Riccardo Montolivo i działacze Fiorentiny wciąż nie osiągnęli porozumienia w sprawie przedłużenia wygasającego w czerwcu 2012 roku kontraktu zawodnika.
Zdaniem ekspertów przeciągające się w nieskończoność negocjacje to tylko zasłona dymna, ponieważ włoski pomocnik podjął już decyzję o opuszczeniu Violi i interesuje go wyłącznie gra w Interze. Rewelacje te zdementował jednak dziś agent piłkarza, który przyznał, iż pragnieniem jego klienta jest pozostanie w stolicy Toskanii:
- Brak porozumienia nie jest związany z kwestiami ekonomicznymi, pieniądze nigdy nie stanowiły problemu w naszych relacjach z Fiorentiną. Mówienie, że to agenci chcą jak najwięcej zarobić to zwykła demagogia, a kampania poświęcona zatrzymaniu Montolivo we Florencji nie ma sensu, ponieważ on chce tu zostać i najprawdopodobniej będzie grał w barwach Violi do końca swojej kariery. Jeśli faktycznie zależałoby mu na pieniądzach to już wcześniej przedłużyłby kontrakt i dostał podwyżkę, po czym mógłby odejść tam, gdzie tylko by chciał – powiedział Carlo Pallavicino.

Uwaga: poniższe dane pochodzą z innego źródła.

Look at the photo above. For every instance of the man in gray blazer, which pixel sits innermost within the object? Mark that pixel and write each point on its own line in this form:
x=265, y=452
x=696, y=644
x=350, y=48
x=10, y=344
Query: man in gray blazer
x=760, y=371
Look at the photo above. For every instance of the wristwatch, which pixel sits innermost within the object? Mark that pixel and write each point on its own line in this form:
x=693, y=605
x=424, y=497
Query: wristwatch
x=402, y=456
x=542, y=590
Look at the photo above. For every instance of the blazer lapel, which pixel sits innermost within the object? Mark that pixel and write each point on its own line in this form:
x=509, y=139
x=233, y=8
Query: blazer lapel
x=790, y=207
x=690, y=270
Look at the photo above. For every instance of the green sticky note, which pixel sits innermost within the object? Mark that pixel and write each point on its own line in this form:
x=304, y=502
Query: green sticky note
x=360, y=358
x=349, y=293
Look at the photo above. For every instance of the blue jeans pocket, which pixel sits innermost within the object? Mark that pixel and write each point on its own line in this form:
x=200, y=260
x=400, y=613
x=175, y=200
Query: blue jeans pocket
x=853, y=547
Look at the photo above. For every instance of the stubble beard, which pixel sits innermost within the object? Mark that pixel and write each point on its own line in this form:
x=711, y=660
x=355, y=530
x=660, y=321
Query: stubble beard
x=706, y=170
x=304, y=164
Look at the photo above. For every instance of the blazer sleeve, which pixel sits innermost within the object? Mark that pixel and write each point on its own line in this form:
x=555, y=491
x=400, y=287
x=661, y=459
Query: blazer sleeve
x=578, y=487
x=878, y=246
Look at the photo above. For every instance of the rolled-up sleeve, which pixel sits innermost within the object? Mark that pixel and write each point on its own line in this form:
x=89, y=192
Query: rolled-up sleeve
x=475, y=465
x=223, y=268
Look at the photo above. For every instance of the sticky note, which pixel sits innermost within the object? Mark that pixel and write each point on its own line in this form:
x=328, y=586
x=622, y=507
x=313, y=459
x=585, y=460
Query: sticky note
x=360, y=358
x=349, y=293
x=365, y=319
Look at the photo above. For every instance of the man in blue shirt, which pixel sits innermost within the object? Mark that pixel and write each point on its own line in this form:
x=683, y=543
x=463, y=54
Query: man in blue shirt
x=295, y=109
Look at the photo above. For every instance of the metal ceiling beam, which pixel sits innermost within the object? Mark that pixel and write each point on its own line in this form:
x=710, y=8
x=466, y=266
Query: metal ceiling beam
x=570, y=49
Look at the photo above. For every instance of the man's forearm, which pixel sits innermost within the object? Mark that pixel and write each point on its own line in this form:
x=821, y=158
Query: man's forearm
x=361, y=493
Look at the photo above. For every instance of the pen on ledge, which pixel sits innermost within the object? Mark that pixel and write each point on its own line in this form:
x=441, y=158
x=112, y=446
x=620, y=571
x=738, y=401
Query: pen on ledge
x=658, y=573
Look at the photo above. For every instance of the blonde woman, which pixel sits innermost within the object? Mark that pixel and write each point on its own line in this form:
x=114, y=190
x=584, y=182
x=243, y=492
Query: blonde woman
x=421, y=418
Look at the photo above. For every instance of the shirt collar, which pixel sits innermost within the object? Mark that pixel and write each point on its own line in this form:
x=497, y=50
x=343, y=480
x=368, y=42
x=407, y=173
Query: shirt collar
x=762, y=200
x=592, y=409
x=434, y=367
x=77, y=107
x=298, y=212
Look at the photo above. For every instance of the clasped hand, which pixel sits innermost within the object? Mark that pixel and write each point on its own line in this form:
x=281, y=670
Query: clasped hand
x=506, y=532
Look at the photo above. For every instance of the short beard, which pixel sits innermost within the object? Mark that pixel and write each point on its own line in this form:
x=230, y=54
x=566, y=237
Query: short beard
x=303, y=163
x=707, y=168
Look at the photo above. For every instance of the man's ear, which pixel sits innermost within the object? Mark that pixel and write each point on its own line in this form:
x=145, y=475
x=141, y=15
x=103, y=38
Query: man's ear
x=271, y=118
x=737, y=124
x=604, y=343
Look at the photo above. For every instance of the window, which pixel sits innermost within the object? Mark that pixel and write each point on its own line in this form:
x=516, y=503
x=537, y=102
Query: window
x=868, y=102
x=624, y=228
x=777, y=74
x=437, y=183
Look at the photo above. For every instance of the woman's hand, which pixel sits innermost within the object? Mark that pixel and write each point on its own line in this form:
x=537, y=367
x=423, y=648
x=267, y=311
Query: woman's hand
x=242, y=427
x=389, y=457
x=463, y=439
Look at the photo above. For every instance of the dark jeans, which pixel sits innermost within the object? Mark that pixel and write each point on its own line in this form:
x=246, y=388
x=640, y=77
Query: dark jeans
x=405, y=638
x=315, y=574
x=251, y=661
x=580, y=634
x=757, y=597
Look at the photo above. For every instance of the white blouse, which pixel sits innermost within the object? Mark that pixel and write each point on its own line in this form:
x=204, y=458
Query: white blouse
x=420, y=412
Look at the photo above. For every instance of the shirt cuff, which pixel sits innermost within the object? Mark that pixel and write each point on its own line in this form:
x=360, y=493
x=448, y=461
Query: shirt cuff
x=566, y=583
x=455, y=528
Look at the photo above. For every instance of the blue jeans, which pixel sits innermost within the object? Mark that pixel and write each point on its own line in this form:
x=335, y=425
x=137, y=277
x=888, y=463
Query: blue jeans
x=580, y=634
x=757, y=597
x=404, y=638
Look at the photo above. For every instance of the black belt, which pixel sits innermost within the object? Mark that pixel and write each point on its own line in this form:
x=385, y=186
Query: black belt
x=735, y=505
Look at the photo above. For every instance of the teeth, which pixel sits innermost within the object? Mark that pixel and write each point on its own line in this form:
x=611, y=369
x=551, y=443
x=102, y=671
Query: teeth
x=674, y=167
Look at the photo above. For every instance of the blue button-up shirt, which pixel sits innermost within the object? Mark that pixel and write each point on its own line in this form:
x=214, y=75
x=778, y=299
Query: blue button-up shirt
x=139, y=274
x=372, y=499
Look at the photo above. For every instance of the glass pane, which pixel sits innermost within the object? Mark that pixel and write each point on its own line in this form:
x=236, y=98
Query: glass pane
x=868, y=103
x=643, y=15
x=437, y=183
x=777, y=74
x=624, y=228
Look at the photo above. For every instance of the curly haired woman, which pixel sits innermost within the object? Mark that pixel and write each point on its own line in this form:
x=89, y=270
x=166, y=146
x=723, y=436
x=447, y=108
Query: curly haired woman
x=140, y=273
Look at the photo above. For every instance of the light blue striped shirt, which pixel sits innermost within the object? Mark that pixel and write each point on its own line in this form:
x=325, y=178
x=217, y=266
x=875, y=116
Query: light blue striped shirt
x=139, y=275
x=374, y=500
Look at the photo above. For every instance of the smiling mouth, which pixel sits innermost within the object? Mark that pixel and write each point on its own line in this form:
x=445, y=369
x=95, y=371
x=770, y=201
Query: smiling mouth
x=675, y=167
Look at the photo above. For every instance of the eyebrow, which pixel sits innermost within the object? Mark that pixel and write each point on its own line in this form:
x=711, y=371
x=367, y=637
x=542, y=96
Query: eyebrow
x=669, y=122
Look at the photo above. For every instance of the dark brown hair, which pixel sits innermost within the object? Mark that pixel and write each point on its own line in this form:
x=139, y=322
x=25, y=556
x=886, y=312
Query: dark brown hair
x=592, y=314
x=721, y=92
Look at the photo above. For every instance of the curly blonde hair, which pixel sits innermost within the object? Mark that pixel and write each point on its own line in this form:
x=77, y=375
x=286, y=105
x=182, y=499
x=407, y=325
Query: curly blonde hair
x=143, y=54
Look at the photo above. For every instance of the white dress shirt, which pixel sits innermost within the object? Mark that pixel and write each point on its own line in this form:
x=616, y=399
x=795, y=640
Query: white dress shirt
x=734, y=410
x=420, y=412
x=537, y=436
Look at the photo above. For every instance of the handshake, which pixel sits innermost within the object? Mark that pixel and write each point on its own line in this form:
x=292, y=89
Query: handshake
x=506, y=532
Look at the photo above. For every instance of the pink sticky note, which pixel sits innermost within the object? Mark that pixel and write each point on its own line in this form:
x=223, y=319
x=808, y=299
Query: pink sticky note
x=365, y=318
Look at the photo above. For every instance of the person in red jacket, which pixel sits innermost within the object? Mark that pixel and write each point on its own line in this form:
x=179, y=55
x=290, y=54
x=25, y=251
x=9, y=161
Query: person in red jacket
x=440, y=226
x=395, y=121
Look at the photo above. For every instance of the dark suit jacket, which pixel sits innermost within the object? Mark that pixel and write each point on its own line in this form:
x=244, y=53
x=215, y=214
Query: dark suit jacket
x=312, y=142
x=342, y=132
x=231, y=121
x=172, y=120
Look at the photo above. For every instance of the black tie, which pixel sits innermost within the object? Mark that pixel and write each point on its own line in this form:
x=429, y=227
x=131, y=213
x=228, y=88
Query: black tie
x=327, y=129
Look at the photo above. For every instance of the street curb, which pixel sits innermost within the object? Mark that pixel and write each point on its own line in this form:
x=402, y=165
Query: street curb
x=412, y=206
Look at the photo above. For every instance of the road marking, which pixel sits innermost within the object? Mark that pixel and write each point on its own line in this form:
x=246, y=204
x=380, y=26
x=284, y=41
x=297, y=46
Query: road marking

W tej sprawie głos zabrał również jeden z działaczy Fiorentiny - Sandro Mencucci:
- To Montolivo trzeba zapytać o to, czy chce zostać w naszym klubie, to zależy tylko od niego. Jak na razie rozmowy zostały zawieszone. Riccardo to dla nas bardzo ważny zawodnik, chcemy go u nas zatrzymać i dlatego zaproponowaliśmy mu wieloletnią umowę, na mocy której mógłby liczyć na wysokie zarobki. Nie możemy zrobić już nic więcej, jak tylko czekać na jego decyzję.